DOI QR코드

DOI QR Code

Reducing latency of neural automatic piano transcription models

인공신경망 기반 저지연 피아노 채보 모델

  • Dasol Lee (Department of Art & Technology, Sogang University) ;
  • Dasaem Jeong (Department of Art & Technology, Sogang University)
  • Received : 2023.03.03
  • Accepted : 2023.03.26
  • Published : 2023.03.31

Abstract

Automatic Music Transcription (AMT) is a task that detects and recognizes musical note events from a given audio recording. In this paper, we focus on reducing the latency of real-time AMT systems on piano music. Although neural AMT models have been adapted for real-time piano transcription, they suffer from high latency, which hinders their usefulness in interactive scenarios.
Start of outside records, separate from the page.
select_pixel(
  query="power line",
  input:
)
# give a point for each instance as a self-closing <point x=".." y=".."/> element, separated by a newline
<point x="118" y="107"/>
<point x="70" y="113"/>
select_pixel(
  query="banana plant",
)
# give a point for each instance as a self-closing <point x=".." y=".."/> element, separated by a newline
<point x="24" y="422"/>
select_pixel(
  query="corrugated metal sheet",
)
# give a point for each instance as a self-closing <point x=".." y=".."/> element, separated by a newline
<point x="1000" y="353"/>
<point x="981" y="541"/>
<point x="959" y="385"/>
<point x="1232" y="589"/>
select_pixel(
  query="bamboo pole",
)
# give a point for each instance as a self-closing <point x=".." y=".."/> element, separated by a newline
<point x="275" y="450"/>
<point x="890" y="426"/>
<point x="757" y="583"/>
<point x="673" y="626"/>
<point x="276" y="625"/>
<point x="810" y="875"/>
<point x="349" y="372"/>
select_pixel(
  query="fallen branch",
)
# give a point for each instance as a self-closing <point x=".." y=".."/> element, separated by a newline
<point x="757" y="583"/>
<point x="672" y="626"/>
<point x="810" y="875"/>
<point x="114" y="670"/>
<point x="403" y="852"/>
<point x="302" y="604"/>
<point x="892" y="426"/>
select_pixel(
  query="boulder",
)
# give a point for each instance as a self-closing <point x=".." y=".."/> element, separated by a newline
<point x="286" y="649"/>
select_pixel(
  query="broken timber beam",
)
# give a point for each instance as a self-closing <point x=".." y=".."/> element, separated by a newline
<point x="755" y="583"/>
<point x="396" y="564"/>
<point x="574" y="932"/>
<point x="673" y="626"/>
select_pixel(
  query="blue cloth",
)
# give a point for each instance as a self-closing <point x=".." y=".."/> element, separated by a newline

To tackle this issue, we explore several techniques for reducing the intrinsic latency of a neural network for piano transcription, including reducing window and hop sizes of Fast Fourier Transformation (FFT), modifying convolutional layer's kernel size, and shifting the label in the time-axis to train the model to predict onset earlier. Our experiments demonstrate that combining these approaches can lower latency while maintaining high transcription accuracy. Specifically, our modified model achieved note F1 scores of 92.67 % and 90.51 % with latencies of 96 ms and 64 ms, respectively, compared to the baseline model's note F1 score of 93.43 % with a latency of 160 ms. This methodology has potential for training AMT models for various interactive scenarios, including providing real-time feedback for piano education.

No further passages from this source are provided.